Papa Francisco reúne-se com convidados transgénero em igreja de Roma

O papa Francisco encontrou-se com um grupo de pessoas transgénero que encontraram abrigo numa igreja de Roma, informou o jornal do Vaticano.

O L'Osservatore Romano indicou que o encontro aconteceu na quarta-feira à margem da audiência geral semanal de Francisco. O jornal citou a freira Genevieve Jeanningros e o padre Andrea Conocchia, dizendo que a conversa do papa deu esperança aos seus convidados.

A comunidade da Santíssima Virgem Imaculada no bairro de Torvaianica, nos arredores de Roma, abriu as suas portas para as pessoas transgénero durante a pandemia de covid-19.

O líder da Igreja Católica já se tinha encontrado com alguns grupos da comunidade LGBTQ em 27 de abril, 22 de junho e 03 de agosto, lembrou o jornal.

"Ninguém deve enfrentar injustiça ou ser deitado fora, todos têm dignidade de ser filho de Deus", disse ao jornal Genevieve Jeanningros.

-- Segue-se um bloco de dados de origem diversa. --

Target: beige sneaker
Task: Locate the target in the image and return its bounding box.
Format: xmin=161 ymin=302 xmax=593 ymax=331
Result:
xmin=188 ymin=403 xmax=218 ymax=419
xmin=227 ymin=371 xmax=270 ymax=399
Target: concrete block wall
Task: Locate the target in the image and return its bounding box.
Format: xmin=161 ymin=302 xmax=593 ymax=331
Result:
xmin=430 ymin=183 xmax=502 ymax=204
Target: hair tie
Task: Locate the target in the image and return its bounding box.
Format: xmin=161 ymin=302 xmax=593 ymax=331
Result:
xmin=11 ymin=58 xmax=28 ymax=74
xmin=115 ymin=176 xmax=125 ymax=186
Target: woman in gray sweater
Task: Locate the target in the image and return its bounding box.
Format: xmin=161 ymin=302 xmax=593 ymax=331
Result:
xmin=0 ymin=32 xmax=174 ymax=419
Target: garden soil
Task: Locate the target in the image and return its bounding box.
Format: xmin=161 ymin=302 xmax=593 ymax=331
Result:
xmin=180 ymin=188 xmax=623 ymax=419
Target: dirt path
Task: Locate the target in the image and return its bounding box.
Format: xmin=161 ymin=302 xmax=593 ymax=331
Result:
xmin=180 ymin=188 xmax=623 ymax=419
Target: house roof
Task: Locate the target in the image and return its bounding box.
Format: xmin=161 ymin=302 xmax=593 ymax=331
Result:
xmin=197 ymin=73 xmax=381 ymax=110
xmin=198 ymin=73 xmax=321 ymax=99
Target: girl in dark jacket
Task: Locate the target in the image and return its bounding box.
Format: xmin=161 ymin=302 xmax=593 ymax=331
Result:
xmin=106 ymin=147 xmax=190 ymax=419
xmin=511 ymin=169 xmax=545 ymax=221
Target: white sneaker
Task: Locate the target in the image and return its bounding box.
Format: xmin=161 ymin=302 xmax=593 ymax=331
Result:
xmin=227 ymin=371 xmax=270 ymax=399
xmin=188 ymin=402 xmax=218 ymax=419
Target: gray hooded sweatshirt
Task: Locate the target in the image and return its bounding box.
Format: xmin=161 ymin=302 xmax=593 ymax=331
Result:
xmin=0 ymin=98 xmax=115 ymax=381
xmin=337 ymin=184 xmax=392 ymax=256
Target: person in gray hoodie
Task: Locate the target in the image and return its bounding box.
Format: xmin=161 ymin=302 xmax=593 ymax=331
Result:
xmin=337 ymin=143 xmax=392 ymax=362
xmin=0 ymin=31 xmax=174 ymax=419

Francisco tem recebido elogios pela sua abertura a membros da comunidade LGBTQ durante o seu pontificado, mas opôs-se fortemente à "teoria de género" e não mudou o ensino da Igreja que sustenta que atos homossexuais são "intrinsecamente desordenados".

Em 2021, o sumo pontífice permitiu a publicação de um documento do Vaticano que afirmava que a Igreja Católica não pode abençoar uniões de pessoas do mesmo sexo, pois "Deus não pode abençoar o pecado".

Recentemente, Francisco escreveu uma carta a elogiar a iniciativa de um ministério jesuíta para católicos LGBTQ, chamado Outreach. O recurso 'online' é administrado pelo padre James Martin, autor de "Building a Bridge", um livro sobre a necessidade de a igreja acolher e ministrar melhor aos católicos LGBTQ.

O líder religioso elogiou um evento do Outreach na Fordham University de Nova Iorque, e encorajou os organizadores "a continuar a trabalhar na cultura do encontro, que encurta as distâncias e enriquece [as pessoas] com as diferenças, da mesma forma que Jesus, que se fez próximo de todos".

O primeiro papa jesuíta falou do seu próprio ministério para homossexuais e transgéneros, insistindo que são "filhos de Deus, amados por Deus e merecedores do acompanhamento da Igreja".